Inicjatorem „Szlaku Frontu Wschodniego I Wojny Światowej” jest Włodzimierz Fisiak, Marszałek Województwa Łódzkiego. Naszymi pamiątkami po wydarzeniach sprzed bez mała wieku są cmentarze, twierdze, wciąż zachowane okopy, unikalne sieci kolei wąskotorowych budowanych w latach 1914-1915 na potrzeby frontu, ale w większości przypadków to wszystko niszczeje.
- Dla nas, Polaków, szlak będzie formą uczczenia tych rodaków, którzy jako jedyny naród w Europie musieli walczyć przeciwko sobie w armiach trzech zaborców – mówił marszałek Fisiak.
Współpraca i koordynacja działań przez osiem województw ma sprawić, że powstanie produkt turystyczny o znaczeniu europejskim.
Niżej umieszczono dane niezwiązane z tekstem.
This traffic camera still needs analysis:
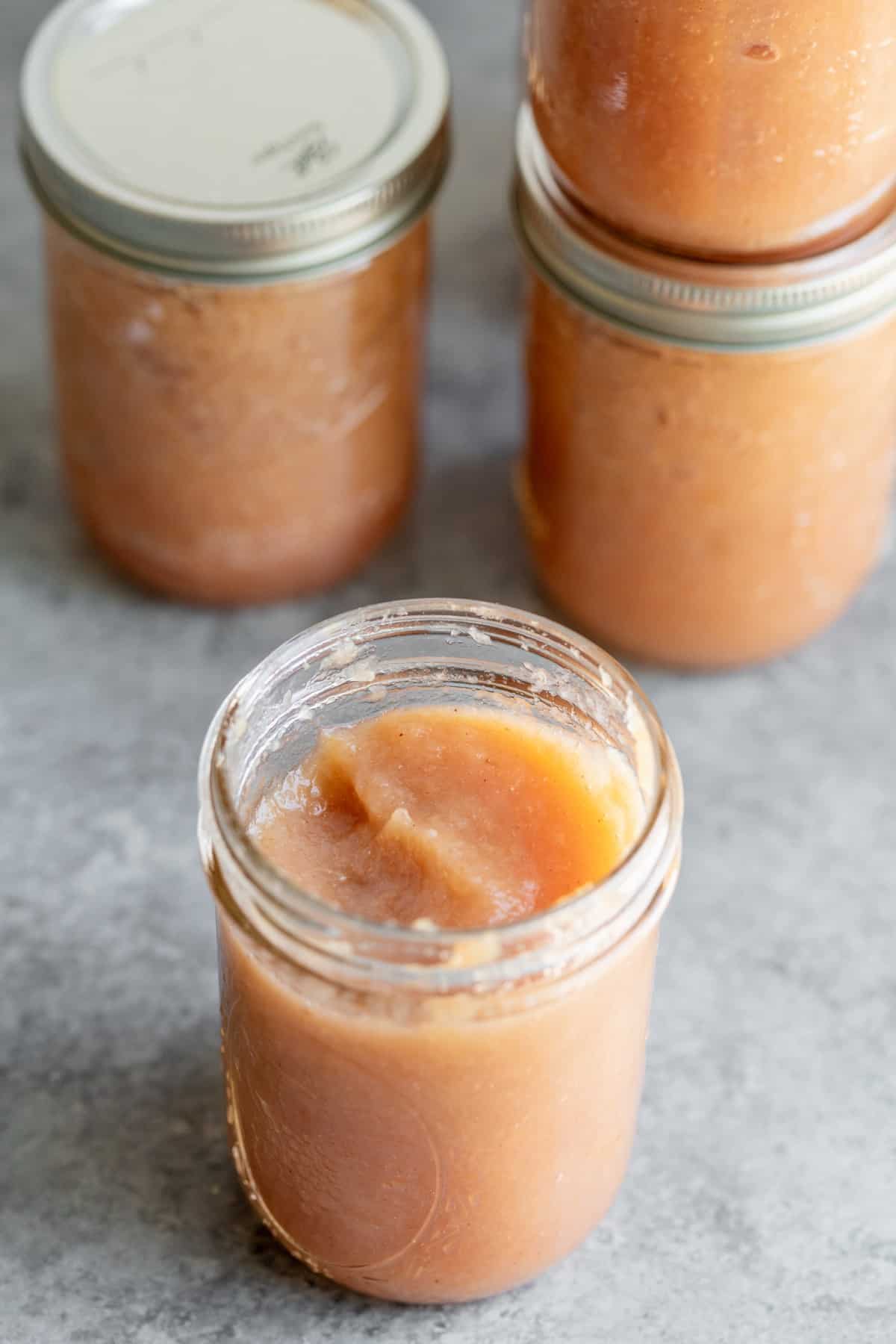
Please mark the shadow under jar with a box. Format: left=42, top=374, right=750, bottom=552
left=199, top=601, right=682, bottom=1302
left=528, top=0, right=896, bottom=258
left=22, top=0, right=449, bottom=602
left=514, top=111, right=896, bottom=668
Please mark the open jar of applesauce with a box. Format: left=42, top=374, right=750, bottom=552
left=22, top=0, right=449, bottom=602
left=199, top=601, right=682, bottom=1302
left=514, top=111, right=896, bottom=667
left=526, top=0, right=896, bottom=258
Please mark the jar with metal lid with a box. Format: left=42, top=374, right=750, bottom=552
left=22, top=0, right=449, bottom=602
left=513, top=111, right=896, bottom=667
left=526, top=0, right=896, bottom=258
left=199, top=601, right=682, bottom=1302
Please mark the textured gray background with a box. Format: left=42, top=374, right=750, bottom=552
left=0, top=0, right=896, bottom=1344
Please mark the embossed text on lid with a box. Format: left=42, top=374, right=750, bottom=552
left=22, top=0, right=449, bottom=272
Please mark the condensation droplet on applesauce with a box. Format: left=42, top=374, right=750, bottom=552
left=744, top=42, right=780, bottom=62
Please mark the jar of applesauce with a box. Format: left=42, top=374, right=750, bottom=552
left=514, top=111, right=896, bottom=668
left=199, top=601, right=682, bottom=1302
left=22, top=0, right=449, bottom=602
left=526, top=0, right=896, bottom=258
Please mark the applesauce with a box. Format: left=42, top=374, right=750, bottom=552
left=528, top=0, right=896, bottom=258
left=22, top=0, right=449, bottom=602
left=514, top=113, right=896, bottom=667
left=199, top=602, right=681, bottom=1302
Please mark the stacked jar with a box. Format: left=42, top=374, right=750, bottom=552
left=514, top=0, right=896, bottom=667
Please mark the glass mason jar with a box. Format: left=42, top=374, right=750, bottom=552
left=22, top=0, right=449, bottom=602
left=199, top=601, right=682, bottom=1302
left=526, top=0, right=896, bottom=258
left=514, top=111, right=896, bottom=667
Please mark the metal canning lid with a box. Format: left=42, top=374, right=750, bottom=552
left=513, top=108, right=896, bottom=349
left=20, top=0, right=449, bottom=277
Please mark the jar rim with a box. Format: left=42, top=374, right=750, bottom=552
left=19, top=0, right=450, bottom=279
left=511, top=105, right=896, bottom=351
left=199, top=598, right=682, bottom=988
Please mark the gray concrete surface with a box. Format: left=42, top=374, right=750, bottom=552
left=0, top=0, right=896, bottom=1344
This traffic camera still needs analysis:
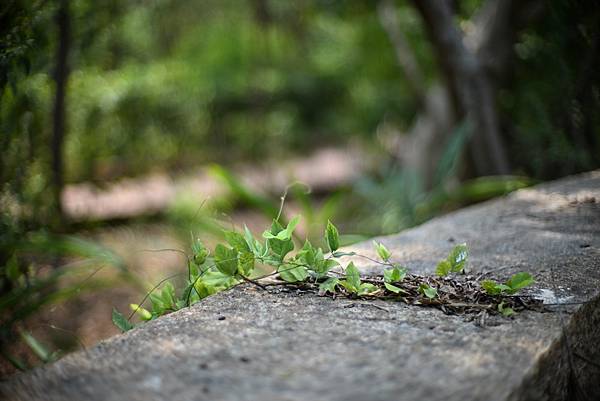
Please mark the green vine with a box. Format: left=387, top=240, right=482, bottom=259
left=112, top=216, right=536, bottom=331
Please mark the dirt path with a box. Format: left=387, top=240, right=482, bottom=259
left=62, top=148, right=372, bottom=222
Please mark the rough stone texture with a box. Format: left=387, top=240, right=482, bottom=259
left=0, top=171, right=600, bottom=401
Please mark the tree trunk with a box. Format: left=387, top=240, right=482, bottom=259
left=414, top=0, right=510, bottom=175
left=51, top=0, right=71, bottom=225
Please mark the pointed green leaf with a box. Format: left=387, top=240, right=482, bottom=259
left=192, top=239, right=209, bottom=266
left=506, top=272, right=534, bottom=294
left=383, top=266, right=406, bottom=283
left=319, top=277, right=340, bottom=295
left=358, top=283, right=378, bottom=295
left=435, top=259, right=452, bottom=277
left=215, top=244, right=238, bottom=276
left=481, top=280, right=502, bottom=295
left=419, top=284, right=437, bottom=299
left=223, top=231, right=250, bottom=253
left=278, top=264, right=308, bottom=283
left=346, top=262, right=361, bottom=292
left=373, top=241, right=392, bottom=262
left=129, top=304, right=152, bottom=320
left=325, top=220, right=340, bottom=252
left=448, top=244, right=469, bottom=273
left=383, top=282, right=406, bottom=294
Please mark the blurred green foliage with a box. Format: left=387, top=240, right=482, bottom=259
left=0, top=0, right=600, bottom=372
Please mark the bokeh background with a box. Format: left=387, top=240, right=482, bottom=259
left=0, top=0, right=600, bottom=375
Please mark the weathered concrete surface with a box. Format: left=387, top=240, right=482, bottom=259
left=0, top=172, right=600, bottom=401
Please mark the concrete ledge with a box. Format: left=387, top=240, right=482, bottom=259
left=0, top=171, right=600, bottom=401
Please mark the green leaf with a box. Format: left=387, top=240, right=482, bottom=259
left=481, top=280, right=502, bottom=295
left=325, top=220, right=340, bottom=252
left=223, top=231, right=250, bottom=253
left=506, top=272, right=534, bottom=294
left=112, top=308, right=135, bottom=333
left=383, top=266, right=406, bottom=283
left=358, top=283, right=379, bottom=295
left=267, top=239, right=294, bottom=263
left=344, top=262, right=361, bottom=292
left=160, top=281, right=177, bottom=310
left=448, top=244, right=469, bottom=273
left=319, top=277, right=340, bottom=295
left=419, top=284, right=437, bottom=299
left=244, top=225, right=266, bottom=257
left=215, top=244, right=238, bottom=276
left=278, top=264, right=308, bottom=283
left=129, top=304, right=152, bottom=320
left=192, top=239, right=209, bottom=266
left=263, top=216, right=300, bottom=241
left=383, top=282, right=406, bottom=294
left=435, top=259, right=452, bottom=277
left=150, top=294, right=168, bottom=316
left=331, top=251, right=356, bottom=258
left=373, top=241, right=392, bottom=262
left=238, top=251, right=254, bottom=277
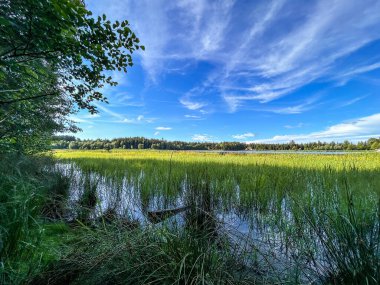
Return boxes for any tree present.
[0,0,144,152]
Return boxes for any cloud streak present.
[232,133,256,140]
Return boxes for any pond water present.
[57,163,330,282]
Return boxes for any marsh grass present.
[51,151,380,284]
[0,154,71,284]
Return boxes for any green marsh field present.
[45,150,380,284]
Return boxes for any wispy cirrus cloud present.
[251,113,380,143]
[155,127,172,131]
[284,123,305,129]
[191,134,214,142]
[93,0,380,113]
[232,133,256,140]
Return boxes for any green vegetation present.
[0,0,144,153]
[52,136,380,151]
[47,150,380,284]
[0,0,380,284]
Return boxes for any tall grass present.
[0,154,70,284]
[52,151,380,284]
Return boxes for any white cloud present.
[339,96,367,107]
[232,133,256,140]
[179,98,207,110]
[156,127,172,131]
[252,113,380,143]
[90,0,380,113]
[284,123,305,129]
[121,118,135,124]
[191,134,213,142]
[83,114,100,119]
[69,116,92,123]
[185,115,202,120]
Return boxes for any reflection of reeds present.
[51,151,380,284]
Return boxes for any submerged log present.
[147,206,190,224]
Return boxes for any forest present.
[51,136,380,151]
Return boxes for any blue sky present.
[72,0,380,143]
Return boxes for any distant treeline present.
[52,136,380,150]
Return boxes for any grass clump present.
[32,224,255,284]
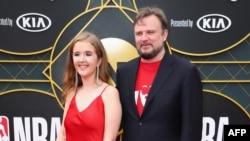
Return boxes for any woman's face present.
[72,41,101,79]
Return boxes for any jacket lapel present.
[142,53,173,117]
[128,58,140,118]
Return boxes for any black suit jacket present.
[116,53,203,141]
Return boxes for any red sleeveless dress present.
[64,87,106,141]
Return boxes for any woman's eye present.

Na polach bitwy pod Verdum, o którym uczą się w szkołach całej Europy, zginęło milion żołnierzy, a pod Gorlicami, o czym mało kto wie, dwa miliony. To na froncie wschodnim tworzył się podział kontynentu wytyczony na kongresie w Wersalu.
Zgodnie z planami marszałków fronty zachodni i wschodni mają zostać oznaczone tak samo: drzewami mirabelek. Nie będą tworzyć zwartego szpaleru drzew od Verdun do Polski, ale - jak mówią pomysłodawcy - wystarczy, że od jednego drzewa będzie widać następne. Aleja może biec miedzami, polami, niekoniecznie wzdłuż dróg.
Po podpisaniu porozumienia w sprawie utworzenia szlaku zaczną się robocze spotkania specjalistów ds. turystyki i promocji z ośmiu województw, którzy wspólnie opracują jego szczegółową koncepcję i strategię promocji. Projekt ma zostać sfinansowany w dużej części z pieniędzy unijnych.